Sally the Slithering Snake
Rationale: Before students learn to read they have to learn the phonemes to be able to read successfully. In this lesson, the students will learn the /s/ sound which is represented by the letter S. They will learn a hand gesture of strike down with two fingers for fangs of the snake. The students will use this hand gesture whenever they heard the /s/ sound. They will apply phoneme awareness with /s/ in phonetic cue reading by distinguishing rhyming words from beginning letters.
Assessment worksheet identifying pictures with /s/
Cards with the words (shake, sick, sad, slope, see)
Dr. Seuss's ABC (Random House, 1963)
Chart with "Sam said he was sorry he put salt in Sally's sandwich"
1. Our written language is a secret code with many letters. The tricky part is learning what letters stand for the mouth moves to help make the sounds that we say come out right. Today we are going to work on spotting mouth moves to /s/. We spell /s/ with the letter S. S looks like a snake, and /s/ sounds like what a snake would make.
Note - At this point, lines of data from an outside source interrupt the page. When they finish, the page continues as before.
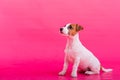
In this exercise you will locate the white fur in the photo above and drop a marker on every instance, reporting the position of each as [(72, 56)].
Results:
[(80, 56)]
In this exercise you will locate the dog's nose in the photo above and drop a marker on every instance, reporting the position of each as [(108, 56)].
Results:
[(61, 29)]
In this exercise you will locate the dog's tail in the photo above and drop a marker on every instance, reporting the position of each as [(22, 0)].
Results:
[(106, 70)]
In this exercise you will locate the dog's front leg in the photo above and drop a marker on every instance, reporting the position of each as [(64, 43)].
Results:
[(65, 66), (75, 67)]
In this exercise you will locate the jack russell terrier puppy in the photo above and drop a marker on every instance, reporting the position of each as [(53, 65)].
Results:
[(83, 60)]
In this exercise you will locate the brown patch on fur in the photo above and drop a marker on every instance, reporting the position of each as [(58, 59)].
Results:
[(75, 29)]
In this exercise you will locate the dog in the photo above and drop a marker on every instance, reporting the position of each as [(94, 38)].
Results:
[(83, 60)]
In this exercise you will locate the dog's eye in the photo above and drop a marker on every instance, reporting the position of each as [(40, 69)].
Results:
[(70, 27)]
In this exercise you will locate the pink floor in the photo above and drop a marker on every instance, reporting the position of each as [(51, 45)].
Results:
[(48, 71), (31, 47)]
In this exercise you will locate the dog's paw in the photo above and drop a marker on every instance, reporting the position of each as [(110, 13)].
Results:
[(62, 73), (74, 74)]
2. Let's pretend your hand is the fangs of a snake, let's use our pointer finger and our middle finger to make the fangs. I want you to curl those two fingers up and move them up and down in a striking motion. Every time you make the striking motion I was you to say /s/, /s/, /s/. . Notice that both of your top and bottom teeth are touching, and your tongue lays flat in your mouth, and you blow air through your teeth to make the sound.
3. Let me show you how to find /s/ in the word Houston. I'm going to stretch out Houston in super slow motion and listen for my snake. Hhh-oo-uu-sss-tt-oo-n. There is was! Did you hear it? I felt my teeth touch together and blow air. I can feel the snake /s/ in Houston.
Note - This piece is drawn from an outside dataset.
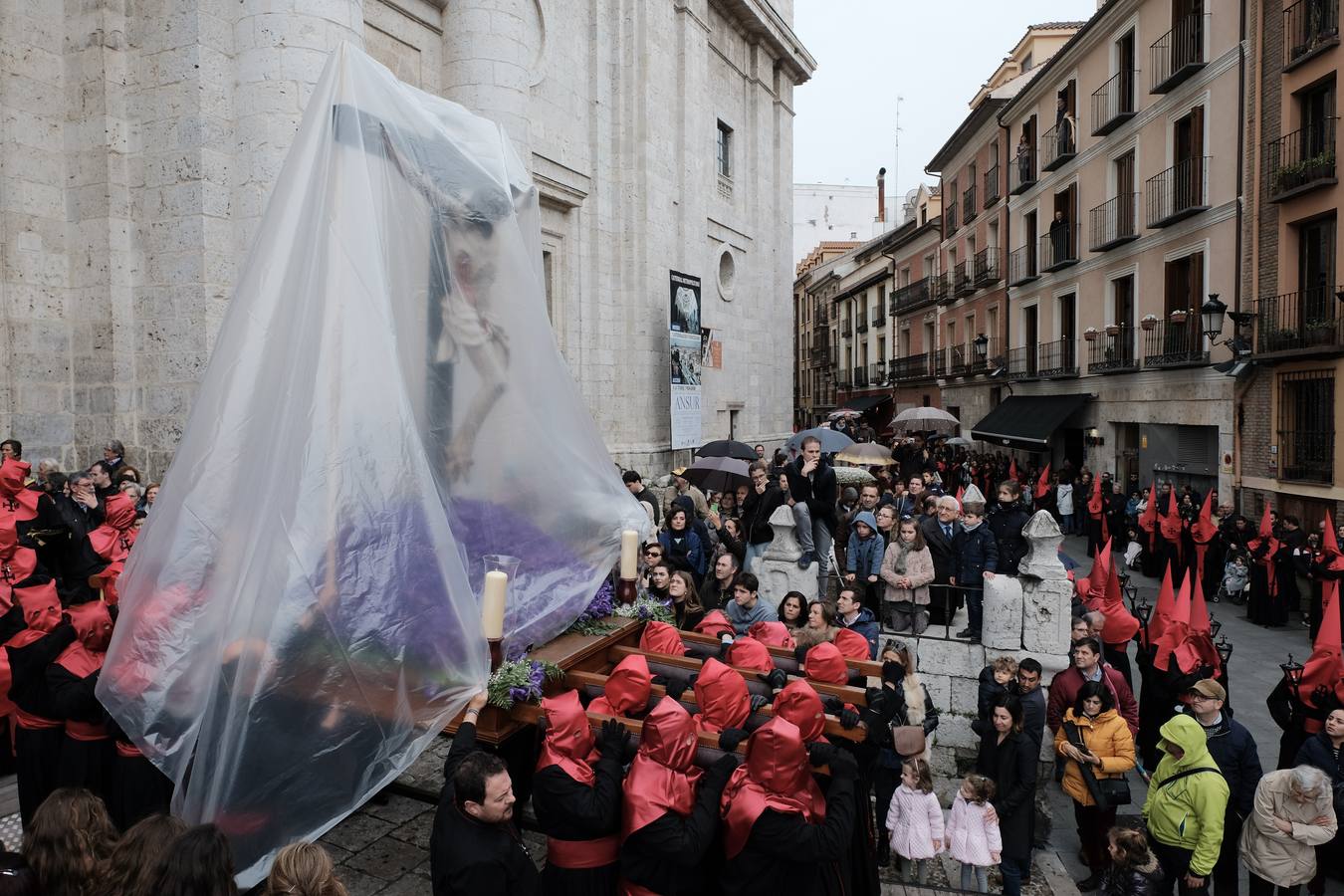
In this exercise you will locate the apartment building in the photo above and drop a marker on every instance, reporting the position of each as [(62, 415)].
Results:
[(1122, 216), (1287, 404)]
4. Let's try a tongue twister [on chart]. "Sam said he was sorry he put salt in Sally's sandwich" Everybody say it three times with me together. Now say it again, and this time stretch the /s/ at the beginning of the words. "SSSSam sssaid he wassss sssorry he put sssalt in Ssssally'ssss ssssandwich." Try again, and this time break the /s/ off the word. /s/am /s/ aid he wa /s/ /s/orry he put /s/ alt in /s/ally'/s/ /s/andwich.
5. [Have students take out primary paper and pencils]. We use letter S to spell /s/. Capital letter S look like a snake and so does a lower case S. Let's write the lower case s. Start at the belt and go down to the shoe in a curvy motion going left then to the right. Do not pick you pencil up off the paper until you are done writing the letter s. Do the same thing with the upper case but this time you are going to start at the hat and then go down to the shoe in a curvy motion. I want to see everybody's Ss. After I put a star on it, I want you to make eleven more just like it.
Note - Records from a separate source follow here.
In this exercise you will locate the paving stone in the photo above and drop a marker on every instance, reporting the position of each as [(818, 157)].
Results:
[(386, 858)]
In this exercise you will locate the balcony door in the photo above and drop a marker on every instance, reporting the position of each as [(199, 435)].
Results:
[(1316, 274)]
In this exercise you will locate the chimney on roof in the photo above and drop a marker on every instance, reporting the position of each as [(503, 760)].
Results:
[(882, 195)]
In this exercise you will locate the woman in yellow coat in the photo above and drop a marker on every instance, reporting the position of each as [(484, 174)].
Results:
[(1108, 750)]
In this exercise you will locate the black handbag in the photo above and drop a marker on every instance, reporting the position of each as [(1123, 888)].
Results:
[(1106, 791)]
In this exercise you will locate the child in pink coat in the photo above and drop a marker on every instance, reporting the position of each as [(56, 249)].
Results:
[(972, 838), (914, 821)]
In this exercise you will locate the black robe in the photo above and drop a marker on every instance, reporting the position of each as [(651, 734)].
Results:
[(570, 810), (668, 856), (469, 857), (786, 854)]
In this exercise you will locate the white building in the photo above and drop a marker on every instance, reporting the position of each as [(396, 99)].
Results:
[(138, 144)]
6. Call on students to answer and tell how they knew: Do you hear/s/ in Shake or bake, sick or pick, sad or mad, slope or mope, see or tree. Let's see if you can spot the mouth move /s/ in some other words. Move your hand like a snake if you hear /s/: The, soaking, wet, spider, saw, stars, in, the, sky.
7. "Let's look at an alphabet book. Dr. Seuss tells us about a funny creature whose name starts with a S. Can you guess?" Read the pages of S, drawing out /s/. Ask students if they can think of other words with /s/. Ask them to make up silly creature names like snigger, siffer, sear. Then, have each student write their silly creature name with invented spelling and draw a picture to show what it might look like. Display work at the end.
8. Show Stop and model how to decide if it is Stop or mop: S tells me to snake my teeth /s/, so this word is sss-top, stop. You try some Shake or bake, sick or pick, sad or mad, slope or mope, see or tree.
9. Assessment: distribute the worksheet. Students are to complete the partial spellings and circle the object that starts with the letter S. Students individually read the phonetic cue words from step #8.